2013, An Application Monitoring Retrospective — Librato Blog

2013, An Application Monitoring Retrospective



Trapped in this anti-time (or maybe ante-time) as we are, and facing the inevitability of a brand new year -- having only barely digested all that the last one brought -- it's natural, I think, that this time of year evokes in us a curious sense of nostalgia for shit that really only happened a few weeks ago. It seems to grow in us all -- this sentimental little cookie-monster-like creature, hungry for campy retrospective meta-history. We are never dismayed by it's appearance, and happily feed it articles and funny animations, and even more articles.

Let's feed the beast shall we, and retrospectify the monitoringosphere together; I'll go first.

A Few Trends

IT trends are difficult to talk about in general, because they're sort of emergent in nature. Like the dawning comprehension that you are covered in cat hair, it's hard to know after the fact just exactly when it happened. Luckily for us, there is no 2012 monitoringosphere retrospective from which we can be accused of plagiarizing, so I'll fire away with some trends that I've been noticing recently.

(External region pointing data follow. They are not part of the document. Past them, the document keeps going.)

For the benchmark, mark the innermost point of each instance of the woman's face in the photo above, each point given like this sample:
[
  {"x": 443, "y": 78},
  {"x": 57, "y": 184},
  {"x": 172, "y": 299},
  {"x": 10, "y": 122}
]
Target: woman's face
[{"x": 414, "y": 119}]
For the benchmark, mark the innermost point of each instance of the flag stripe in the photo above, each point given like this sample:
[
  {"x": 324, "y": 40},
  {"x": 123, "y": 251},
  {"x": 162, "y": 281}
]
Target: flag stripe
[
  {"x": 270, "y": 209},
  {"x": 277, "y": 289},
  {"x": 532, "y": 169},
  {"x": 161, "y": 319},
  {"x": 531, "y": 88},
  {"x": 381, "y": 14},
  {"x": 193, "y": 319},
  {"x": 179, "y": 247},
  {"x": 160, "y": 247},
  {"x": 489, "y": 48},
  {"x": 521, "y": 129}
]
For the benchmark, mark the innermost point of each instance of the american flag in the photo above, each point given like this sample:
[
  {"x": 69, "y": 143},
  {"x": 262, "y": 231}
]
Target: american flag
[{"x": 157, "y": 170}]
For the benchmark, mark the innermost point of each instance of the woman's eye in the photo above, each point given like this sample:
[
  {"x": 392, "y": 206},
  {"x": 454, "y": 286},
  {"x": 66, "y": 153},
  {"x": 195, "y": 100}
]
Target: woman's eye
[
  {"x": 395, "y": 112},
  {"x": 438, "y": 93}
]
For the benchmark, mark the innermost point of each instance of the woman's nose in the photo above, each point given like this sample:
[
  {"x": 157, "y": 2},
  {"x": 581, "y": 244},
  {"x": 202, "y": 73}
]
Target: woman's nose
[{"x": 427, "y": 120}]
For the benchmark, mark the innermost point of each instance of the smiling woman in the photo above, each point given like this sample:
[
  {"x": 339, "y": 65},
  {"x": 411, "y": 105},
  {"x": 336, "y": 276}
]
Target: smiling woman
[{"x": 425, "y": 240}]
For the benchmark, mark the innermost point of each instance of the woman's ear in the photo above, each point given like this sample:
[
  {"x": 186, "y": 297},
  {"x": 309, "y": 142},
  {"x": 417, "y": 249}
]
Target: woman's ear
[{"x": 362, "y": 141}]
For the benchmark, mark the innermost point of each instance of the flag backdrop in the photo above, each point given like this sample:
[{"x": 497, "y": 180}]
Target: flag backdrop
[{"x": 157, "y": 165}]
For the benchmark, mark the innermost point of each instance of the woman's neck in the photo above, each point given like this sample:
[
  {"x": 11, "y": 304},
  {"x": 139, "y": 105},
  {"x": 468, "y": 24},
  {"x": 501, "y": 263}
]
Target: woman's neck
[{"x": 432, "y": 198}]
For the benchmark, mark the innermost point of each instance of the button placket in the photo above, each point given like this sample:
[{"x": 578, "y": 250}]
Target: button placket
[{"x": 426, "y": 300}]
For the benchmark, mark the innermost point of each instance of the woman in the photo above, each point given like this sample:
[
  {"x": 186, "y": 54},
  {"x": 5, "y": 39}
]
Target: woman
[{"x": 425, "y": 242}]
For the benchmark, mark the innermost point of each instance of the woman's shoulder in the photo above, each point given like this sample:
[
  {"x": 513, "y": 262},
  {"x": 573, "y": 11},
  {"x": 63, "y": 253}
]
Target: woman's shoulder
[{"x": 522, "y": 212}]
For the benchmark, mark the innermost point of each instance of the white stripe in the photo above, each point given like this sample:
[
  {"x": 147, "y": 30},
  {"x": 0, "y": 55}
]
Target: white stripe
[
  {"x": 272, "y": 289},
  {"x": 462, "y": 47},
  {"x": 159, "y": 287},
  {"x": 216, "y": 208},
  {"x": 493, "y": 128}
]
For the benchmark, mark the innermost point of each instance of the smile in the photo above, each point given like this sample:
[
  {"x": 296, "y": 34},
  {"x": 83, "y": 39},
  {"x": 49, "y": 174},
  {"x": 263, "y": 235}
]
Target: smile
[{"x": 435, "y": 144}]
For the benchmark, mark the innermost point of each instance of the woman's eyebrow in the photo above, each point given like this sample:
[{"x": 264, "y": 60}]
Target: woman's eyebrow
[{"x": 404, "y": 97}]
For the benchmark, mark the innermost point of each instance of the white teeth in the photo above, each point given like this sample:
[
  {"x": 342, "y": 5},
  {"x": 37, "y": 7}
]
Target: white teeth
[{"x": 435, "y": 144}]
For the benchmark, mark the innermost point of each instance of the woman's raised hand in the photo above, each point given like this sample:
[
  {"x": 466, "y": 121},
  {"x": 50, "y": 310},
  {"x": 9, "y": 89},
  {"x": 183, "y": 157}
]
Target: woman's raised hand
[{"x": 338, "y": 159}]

The line between application monitoring and analytics is getting blurry

Business Intelligence people are becoming aware of systems monitoring folks and vice versa. This is probably a healthy side-effect of devops, and it brought some analytics and data scientist types to our meet-ups and conferences in 2013. They seem to be excited by the prospect that systems and application monitoring can, in some cases provide metrics and real-time business intelligence of the sort that is helpful to them. As the worlds collide, we're noticing a few problems. A couple of them are:

  1. Business Intelligence people often get views from Ops that they don't understand.
  2. Real business intelligence data often requires back-end processes to synch with slower systems like POS terminals and etc... before they become accurate, so Ops metrics are often predictive rather than factual, and we don't have great models to make use of that predictive data yet.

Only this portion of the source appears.